Our Special Community

Our neighbourhood is special.

As Sandy Cameron and Terry Hunter wrote:  “The DTES community has some powerful identifiers.  One is sanctuary–the community as a place of sanctuary.  Another is that it’s a place of resistance; it’s a place that fights for social rights.  And it’s a place of radical possibilities, a place where new ideas and new alternatives arise.”

The DTES has problems but also has assets that other neighbourhoods don’t have.

Sanctuary: Why do people who are discriminated against come to the DTES?  It’s not just cheap rent.  It’s because the DTES is accepting.  It is a place of sanctuary where people who are suffering feel at home and get help.  In CCAP’s mapping and visioning people told us this over and over.  They said this acceptance was basic to their recovery from addictions.  We want this acceptance to grow here and become a model for other communities.  We don’t want our suffering people driven away from life-saving services.

Human rights: Because people in the DTES are so poor, it is a centre of the struggle for human rights that apply to people in the rest of the city and the world.  If the city supports us to replace the illegal drug market with a regulated legal one, that could be a first for the country and the world.  It’s worth fighting for.  If you listen to DTES residents, this area could be a model for establishing relations between police and low income people—a model for the rest of the country and world.  Our DTES Member of Parliament is fighting to make housing a human right.  Our Pivot Legal is starting a national red tent campaign for a national housing strategy.  Our DTES community leaders are going across the province helping others work on safe injection sites.

New ideas and alternatives:  Look at CCAP’s Action recommendations:  Residents on agency boards, peer safety patrols, residents educating police.  These are ideas that wouldn’t come from a different neighbourhood, but they are good ideas and deserve to be worked on.  Vancouver could be a model of treating its low income people as human beings, listening to them and acting on what they say, not simply pushing them out, improving façades in their neighbourhood, “diluting” them with richer people.


The importance of community for low income people has been enormously underestimated by politicians and planners.  Community includes a sense of belonging, support networks, an informal economy, and easy access to health and social services.  For low income people community also includes a link to the geographical place where all of these relationships take place.  Middle class people have access to transportation so the link to their geographical community might not be as tight.  They can travel to other physical places to meet friends, get services and support.  But people with low incomes can’t afford bus fare and cars so their local community is crucial to their well-being.

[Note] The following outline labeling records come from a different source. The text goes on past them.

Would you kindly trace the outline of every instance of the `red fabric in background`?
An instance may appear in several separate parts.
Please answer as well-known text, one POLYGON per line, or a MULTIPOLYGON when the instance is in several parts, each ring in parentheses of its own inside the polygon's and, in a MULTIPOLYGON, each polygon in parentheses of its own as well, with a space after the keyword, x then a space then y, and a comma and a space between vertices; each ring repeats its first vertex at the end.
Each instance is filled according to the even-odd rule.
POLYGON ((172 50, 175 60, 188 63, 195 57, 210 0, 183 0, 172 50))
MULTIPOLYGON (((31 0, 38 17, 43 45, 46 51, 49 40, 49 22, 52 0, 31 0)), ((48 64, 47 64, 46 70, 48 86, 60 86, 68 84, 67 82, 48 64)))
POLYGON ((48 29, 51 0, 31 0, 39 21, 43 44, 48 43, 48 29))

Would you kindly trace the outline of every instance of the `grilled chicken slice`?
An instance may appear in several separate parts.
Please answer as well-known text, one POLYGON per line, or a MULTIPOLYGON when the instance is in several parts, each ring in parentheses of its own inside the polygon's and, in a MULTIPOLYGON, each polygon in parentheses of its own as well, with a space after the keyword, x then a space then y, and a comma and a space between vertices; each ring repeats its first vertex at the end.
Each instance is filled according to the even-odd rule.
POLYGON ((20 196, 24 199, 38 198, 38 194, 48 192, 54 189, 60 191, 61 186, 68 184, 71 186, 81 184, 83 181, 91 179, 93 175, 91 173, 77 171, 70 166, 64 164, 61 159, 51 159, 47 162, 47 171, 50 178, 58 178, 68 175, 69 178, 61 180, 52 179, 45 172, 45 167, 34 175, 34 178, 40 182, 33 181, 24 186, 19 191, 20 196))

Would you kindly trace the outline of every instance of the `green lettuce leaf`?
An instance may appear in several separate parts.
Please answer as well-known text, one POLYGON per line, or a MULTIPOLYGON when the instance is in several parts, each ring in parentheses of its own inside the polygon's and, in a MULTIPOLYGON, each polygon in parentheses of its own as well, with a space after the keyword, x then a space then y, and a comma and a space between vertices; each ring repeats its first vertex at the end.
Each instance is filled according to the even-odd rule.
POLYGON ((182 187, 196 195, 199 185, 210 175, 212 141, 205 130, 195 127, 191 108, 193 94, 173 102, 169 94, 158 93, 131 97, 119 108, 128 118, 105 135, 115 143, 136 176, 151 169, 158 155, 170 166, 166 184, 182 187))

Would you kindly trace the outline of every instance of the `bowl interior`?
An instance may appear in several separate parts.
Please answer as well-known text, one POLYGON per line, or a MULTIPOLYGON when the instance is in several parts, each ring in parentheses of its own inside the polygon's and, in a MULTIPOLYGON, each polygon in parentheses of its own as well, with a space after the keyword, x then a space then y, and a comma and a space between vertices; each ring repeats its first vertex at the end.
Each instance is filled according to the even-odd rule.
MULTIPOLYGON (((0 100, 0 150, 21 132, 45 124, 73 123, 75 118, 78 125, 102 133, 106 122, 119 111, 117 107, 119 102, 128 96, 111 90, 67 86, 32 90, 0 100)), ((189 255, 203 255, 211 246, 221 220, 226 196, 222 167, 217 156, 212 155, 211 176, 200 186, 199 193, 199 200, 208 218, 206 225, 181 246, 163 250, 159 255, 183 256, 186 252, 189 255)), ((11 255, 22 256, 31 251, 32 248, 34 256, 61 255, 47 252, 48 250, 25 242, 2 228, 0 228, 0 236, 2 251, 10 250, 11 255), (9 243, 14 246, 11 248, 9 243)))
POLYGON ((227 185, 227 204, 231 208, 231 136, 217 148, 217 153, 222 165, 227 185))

The City says it wants low income people all over the city.  Assuming that affordable housing was available all over the city, which it isn’t, pushing people out of the DTES would still be hard on the displaced people.  How would they get to their services with no affordable transportation?  If services move, how will they serve a scattered population?  How will displaced people get to family and friends for support?  Will they feel a sense of belonging or of alienation?

In Memphis, when people in public housing were scattered throughout the city because their public housing was torn down, the infant mortality rate increased.  One article suggests that the reason for this is that low income people didn’t have the same access to maternal services that they had in their old, poorer communities.